Tesla is still appealing a Delaware court’s decision earlier this year to strike down Musk’s prior $56 billion pay package, with the judge ruling that it was unfairly structured. The new $1 trillion plan is being positioned not just as a replacement but as a mechanism to lock Musk’s focus squarely on Tesla at a time when he is stretched across multiple ventures.

“The point of this package is to keep Musk engaged,” Gene Munster, managing partner at Deepwater Asset Management, told TechCrunch. He noted that Tesla cannot realistically reach an $8 trillion valuation on FSD and robotaxis alone.

“To get to those numbers, we need things to happen that are inconceivable right now. And one of them is humanoid robots everywhere; that’s probably the biggest lever.”

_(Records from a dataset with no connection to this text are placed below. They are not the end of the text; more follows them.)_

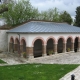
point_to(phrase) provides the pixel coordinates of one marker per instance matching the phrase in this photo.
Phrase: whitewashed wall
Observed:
(31, 37)
(3, 40)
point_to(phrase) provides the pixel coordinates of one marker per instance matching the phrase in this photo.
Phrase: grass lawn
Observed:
(35, 71)
(2, 61)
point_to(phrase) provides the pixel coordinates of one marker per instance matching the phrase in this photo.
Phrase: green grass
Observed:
(35, 71)
(2, 61)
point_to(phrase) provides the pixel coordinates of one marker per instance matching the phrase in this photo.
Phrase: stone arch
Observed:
(69, 42)
(43, 42)
(11, 39)
(76, 44)
(50, 45)
(38, 48)
(11, 46)
(70, 38)
(17, 45)
(23, 44)
(54, 40)
(60, 44)
(64, 41)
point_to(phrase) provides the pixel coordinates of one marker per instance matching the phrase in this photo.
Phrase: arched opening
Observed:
(68, 45)
(76, 44)
(37, 50)
(12, 45)
(50, 46)
(17, 45)
(23, 45)
(60, 45)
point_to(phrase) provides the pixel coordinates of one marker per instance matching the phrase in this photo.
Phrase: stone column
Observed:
(29, 51)
(55, 48)
(10, 47)
(15, 48)
(64, 47)
(72, 47)
(78, 46)
(44, 50)
(21, 49)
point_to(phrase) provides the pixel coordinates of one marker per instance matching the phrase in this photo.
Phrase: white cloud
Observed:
(68, 5)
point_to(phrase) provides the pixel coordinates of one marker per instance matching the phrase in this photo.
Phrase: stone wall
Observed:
(3, 40)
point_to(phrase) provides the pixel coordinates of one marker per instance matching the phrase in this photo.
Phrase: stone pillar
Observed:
(44, 50)
(64, 47)
(55, 48)
(15, 48)
(72, 47)
(9, 47)
(29, 51)
(78, 46)
(21, 49)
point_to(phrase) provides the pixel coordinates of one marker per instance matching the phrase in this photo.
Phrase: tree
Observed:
(77, 17)
(65, 17)
(18, 12)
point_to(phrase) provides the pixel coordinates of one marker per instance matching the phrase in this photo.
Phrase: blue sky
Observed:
(68, 5)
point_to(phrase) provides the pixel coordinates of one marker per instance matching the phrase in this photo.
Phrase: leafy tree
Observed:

Munster added that xAI could play a decisive role in helping Tesla get there — not only by providing compute and advanced AI resources, but also by fueling investor excitement around the integration of the two companies.

“Just the excitement around xAI and Tesla together is going to move Tesla’s valuation higher,” he said.

The shareholder meeting is scheduled for November 6 at 3 p.m. Central Time at Tesla’s Gigafactory Texas, with a livestream planned. With Tesla facing pressure from slowing EV demand, rising competition in China, and questions about Musk’s bandwidth, the votes on xAI and Musk’s $1 trillion package will test how much faith investors still have in his vision — and how far they are willing to go to keep him focused on Tesla’s future.